I don’t think that fear was ever something we actually had to worry about. We never saw a single sign of Tersine, and although the wide open expanses of the Great Desolation could allow sounds to carry for miles, we never heard any trundle of machines besides that of the Ogre. She must have had some other staging ground to return to besides New Alderburg, but that was only a guess. And the fact that we were almost certainly in no real danger did nothing to change the fact that we were all hungry, dehydrated, and exhausted both physically and mentally when we returned to the city. Even that wasn’t the end, though. We left the Ogre just on the outskirts of New Alderburg, with a handwritten sign telling whoever found it to contact the University to return it. From there it was a long and awful walk through the city streets, all the way back to the squat where this terrible plan had begun.

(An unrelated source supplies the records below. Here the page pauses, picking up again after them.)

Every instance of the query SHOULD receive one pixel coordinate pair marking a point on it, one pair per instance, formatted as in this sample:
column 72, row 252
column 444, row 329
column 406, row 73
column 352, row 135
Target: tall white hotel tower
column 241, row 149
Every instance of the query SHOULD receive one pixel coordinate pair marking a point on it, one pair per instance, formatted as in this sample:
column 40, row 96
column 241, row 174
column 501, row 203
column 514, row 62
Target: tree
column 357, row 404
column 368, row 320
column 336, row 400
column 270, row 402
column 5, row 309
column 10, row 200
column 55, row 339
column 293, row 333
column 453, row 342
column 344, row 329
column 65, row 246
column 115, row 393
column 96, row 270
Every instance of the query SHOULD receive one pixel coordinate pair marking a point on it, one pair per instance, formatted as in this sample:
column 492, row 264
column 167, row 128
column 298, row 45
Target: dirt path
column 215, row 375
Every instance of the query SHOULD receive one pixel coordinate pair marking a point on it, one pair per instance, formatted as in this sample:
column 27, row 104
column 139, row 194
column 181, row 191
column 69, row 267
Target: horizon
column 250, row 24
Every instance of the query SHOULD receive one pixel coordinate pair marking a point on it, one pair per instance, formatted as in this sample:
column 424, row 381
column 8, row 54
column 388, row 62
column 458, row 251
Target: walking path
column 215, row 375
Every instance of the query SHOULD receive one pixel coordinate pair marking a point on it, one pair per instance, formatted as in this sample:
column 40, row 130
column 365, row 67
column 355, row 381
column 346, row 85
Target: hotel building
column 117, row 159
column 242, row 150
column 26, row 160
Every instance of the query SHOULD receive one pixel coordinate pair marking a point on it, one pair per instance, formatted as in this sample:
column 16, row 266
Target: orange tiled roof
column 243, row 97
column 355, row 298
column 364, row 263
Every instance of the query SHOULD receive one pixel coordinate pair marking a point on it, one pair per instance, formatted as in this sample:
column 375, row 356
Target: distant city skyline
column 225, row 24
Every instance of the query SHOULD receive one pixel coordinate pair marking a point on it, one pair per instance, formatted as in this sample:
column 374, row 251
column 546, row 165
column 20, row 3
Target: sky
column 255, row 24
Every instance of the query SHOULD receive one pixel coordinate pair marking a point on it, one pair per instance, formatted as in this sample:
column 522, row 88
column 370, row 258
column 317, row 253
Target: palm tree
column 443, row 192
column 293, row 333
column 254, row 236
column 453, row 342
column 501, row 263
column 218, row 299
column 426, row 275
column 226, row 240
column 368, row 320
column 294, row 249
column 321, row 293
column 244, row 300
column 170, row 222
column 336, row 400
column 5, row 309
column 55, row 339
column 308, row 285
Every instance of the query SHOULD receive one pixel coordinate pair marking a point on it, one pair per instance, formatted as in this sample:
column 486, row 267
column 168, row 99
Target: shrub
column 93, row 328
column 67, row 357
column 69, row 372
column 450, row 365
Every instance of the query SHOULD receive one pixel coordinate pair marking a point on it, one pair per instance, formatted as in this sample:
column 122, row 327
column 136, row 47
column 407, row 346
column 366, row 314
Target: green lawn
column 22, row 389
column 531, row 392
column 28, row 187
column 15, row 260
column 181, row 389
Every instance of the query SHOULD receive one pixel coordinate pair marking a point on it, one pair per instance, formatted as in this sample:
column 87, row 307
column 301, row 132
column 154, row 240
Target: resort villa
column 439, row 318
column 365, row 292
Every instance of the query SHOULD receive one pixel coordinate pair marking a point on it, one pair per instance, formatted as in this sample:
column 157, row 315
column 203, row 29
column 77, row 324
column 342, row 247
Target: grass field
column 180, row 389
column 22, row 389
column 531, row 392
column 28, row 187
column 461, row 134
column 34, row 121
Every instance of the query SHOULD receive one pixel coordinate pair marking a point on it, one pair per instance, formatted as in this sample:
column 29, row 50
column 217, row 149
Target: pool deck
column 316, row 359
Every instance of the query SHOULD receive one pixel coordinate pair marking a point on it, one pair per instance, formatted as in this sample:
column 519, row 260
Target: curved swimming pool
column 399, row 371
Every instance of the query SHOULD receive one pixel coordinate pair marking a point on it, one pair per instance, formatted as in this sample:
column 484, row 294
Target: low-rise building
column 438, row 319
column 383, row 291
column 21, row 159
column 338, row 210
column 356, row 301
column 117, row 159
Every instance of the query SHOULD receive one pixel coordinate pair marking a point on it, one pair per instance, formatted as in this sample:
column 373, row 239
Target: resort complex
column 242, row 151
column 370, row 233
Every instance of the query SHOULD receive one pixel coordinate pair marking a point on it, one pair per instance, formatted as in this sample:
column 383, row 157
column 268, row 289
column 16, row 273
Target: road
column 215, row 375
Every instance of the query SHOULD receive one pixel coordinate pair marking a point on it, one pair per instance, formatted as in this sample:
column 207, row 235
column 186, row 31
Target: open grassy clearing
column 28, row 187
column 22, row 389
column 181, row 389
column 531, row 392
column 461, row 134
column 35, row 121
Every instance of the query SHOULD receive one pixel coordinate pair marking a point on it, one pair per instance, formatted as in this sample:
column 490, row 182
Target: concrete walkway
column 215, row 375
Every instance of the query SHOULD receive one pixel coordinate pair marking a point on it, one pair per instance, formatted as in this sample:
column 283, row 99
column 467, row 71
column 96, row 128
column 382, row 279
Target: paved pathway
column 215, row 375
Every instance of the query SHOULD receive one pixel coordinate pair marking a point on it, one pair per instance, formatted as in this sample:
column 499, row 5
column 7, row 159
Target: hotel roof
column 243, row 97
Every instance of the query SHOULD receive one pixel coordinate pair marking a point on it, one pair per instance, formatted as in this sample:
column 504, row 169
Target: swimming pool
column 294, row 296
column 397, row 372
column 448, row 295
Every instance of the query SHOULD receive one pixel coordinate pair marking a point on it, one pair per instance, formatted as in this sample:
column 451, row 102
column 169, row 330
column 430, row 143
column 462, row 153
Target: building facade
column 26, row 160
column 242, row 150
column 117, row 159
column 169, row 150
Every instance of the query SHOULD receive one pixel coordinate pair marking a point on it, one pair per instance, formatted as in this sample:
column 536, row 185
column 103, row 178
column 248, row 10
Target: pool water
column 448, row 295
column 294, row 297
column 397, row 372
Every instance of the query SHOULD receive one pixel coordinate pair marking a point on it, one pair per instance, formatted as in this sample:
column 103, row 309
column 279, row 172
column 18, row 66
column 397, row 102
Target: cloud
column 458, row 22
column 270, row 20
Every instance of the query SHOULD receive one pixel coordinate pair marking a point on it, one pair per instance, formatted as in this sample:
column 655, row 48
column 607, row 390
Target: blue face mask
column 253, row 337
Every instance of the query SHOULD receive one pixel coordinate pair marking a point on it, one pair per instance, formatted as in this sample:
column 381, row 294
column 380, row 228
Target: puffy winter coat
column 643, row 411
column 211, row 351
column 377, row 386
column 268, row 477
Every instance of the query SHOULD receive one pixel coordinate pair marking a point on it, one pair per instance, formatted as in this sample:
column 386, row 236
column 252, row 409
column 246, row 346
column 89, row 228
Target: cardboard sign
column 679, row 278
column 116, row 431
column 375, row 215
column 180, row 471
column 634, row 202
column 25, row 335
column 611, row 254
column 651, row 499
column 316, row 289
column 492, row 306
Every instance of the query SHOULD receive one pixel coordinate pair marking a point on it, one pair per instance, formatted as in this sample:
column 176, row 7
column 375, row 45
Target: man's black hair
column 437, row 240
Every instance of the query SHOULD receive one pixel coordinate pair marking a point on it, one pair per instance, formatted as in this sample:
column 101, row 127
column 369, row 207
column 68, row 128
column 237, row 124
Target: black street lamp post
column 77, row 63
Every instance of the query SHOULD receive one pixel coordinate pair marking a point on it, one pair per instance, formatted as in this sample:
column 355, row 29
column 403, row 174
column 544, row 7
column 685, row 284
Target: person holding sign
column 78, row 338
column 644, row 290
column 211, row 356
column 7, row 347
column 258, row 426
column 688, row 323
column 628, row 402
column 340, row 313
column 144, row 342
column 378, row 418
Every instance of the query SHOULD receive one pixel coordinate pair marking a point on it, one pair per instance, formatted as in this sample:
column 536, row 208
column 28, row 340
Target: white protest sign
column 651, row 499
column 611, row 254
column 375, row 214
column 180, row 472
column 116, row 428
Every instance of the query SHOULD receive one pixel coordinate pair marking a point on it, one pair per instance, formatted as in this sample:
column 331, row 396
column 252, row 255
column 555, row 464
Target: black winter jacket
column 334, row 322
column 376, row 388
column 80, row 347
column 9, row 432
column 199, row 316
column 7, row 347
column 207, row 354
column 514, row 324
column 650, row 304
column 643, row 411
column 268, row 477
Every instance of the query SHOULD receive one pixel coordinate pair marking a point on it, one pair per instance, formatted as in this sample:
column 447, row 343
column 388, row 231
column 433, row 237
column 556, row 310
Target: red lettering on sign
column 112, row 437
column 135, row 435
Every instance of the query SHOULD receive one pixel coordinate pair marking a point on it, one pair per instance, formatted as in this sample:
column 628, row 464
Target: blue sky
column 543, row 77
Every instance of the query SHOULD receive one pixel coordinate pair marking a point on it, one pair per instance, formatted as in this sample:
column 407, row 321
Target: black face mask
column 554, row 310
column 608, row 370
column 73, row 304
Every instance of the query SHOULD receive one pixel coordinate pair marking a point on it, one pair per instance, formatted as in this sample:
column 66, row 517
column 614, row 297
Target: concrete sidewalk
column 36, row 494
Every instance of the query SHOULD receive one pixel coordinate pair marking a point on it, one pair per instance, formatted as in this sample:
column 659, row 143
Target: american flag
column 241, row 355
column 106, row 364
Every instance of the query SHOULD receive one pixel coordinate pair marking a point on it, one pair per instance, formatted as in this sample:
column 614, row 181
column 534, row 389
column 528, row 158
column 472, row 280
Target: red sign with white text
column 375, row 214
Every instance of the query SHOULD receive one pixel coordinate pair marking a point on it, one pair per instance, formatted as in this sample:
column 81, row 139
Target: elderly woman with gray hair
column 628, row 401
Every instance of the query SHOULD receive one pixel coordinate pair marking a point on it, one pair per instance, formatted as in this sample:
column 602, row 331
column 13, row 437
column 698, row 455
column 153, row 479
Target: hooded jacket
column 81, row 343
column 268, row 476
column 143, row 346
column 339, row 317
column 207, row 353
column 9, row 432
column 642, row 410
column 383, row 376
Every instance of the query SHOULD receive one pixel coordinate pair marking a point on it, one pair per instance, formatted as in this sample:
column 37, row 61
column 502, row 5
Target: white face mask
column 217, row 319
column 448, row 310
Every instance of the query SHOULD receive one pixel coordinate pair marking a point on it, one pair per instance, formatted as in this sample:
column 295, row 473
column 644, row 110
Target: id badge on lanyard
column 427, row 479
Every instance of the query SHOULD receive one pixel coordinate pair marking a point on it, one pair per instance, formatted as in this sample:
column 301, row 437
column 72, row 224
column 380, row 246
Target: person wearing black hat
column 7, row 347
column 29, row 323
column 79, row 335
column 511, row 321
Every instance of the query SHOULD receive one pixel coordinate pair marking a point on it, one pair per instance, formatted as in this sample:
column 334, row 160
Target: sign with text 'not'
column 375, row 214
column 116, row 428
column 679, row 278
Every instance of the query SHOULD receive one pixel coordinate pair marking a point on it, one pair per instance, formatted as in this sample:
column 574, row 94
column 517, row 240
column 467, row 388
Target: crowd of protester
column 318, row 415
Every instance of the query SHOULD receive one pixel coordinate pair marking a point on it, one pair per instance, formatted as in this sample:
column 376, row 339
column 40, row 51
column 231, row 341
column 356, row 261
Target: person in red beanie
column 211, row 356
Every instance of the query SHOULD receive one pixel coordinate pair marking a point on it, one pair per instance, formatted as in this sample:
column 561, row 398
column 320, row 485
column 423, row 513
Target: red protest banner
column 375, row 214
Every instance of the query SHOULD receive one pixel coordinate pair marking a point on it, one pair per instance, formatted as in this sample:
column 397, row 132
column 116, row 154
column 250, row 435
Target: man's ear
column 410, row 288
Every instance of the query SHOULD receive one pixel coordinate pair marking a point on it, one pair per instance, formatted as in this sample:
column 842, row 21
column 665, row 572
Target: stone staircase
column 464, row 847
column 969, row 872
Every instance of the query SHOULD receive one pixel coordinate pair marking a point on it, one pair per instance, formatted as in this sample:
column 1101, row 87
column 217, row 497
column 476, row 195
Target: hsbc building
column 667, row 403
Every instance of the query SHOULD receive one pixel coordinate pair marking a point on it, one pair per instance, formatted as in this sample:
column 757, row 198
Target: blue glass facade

Getting to sleep on a mattress on a wooden floor felt like a luxury. Two nights slept curled up in the hard metal bed of the Ogre had left me craving sleep, such that I didn’t even have time to undress before falling unconscious, and I woke up with all sorts of odd red marks and sore spots as a consequence. It still felt like I’d been born anew.

And Laura was there as well, if anything even more exhausted than I was, sleeping right at my side. After finally awakening, I spent a minute just sitting next to her, running my fingers through her hair. For as much as Delilah’s death was still sitting with me, it was impossible to express how glad I was that Laura was still there. As long as she was at my side it felt like nothing would ever be really impossible. Then she woke up, eyes still unfocused, stirred by the gentle motion of my fingers on her scalp. She called me a softie, then went back to sleep.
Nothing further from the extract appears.